Congestion and Capacity Continuing to Affect Retail Imports

The National Retail Federation says retail imports are at an all-time high, and are expected to continue at incredibly high levels through February.

Forecasts would’ve been higher, but throughput is being limited by congestion, capacity, and labor issues.

While shipments tracked by the National Retail Federation (NRF) are incredibly high, they weren’t record setting in the last couple months (but they did come close.) The NRF reported that they saw 2.27 million TEUs come through in August, which was up 3.5% since the previous month, and 7.8% year-over-year. This made it the second busiest month the NRF has seen since it’s 20-year old conception.

The busiest month was May, where the NRF saw a total of 2.33 million TEUs of throughput.

The reason August didn’t meet record-breaking expectations was predominantly due to the congestion experienced at U.S. ports right now. LA/Long Beach continue to make the news with having had nearly 70 container ships anchored off-shore awaiting docking not long ago.

There are several reasons for the congestion – labor shortages, COVID outbreaks, port shutdowns in Asia, lack of available drivers, low empty container capacity, and the use of smaller container ships contributing to more congestion. Container ships are waiting at berth longer than ever before.

In addition to this all, we continue to hear about the increase in consumer demand, and it’s true. Consumer spending is at an all-time high, and several retailers are on backlog with product availability as they import more goods to keep up with the ever-increasing orders. As a result, the NRF is forecasting that the current state of shipments will remain through February of 2022.

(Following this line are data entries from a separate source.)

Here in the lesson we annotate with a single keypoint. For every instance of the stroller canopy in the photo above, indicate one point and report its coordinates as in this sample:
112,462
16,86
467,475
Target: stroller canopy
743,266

The NRF is forecasting September to be a year-over-year increase of 6.7%, but October to be a decrease of 0.3% due to the massive spike in imports last year at the back-half of the pandemic. Continuing the forecasting year-over-year, they are expecting: November (+2.9%), December (-0.2%), January (+5.7%), and February (+1.4%).

Overall, NRF imports are up 18.1% year-over-year growth this year, but the growth would have been much more extreme had congestion and port issues not been a bottleneck in the process.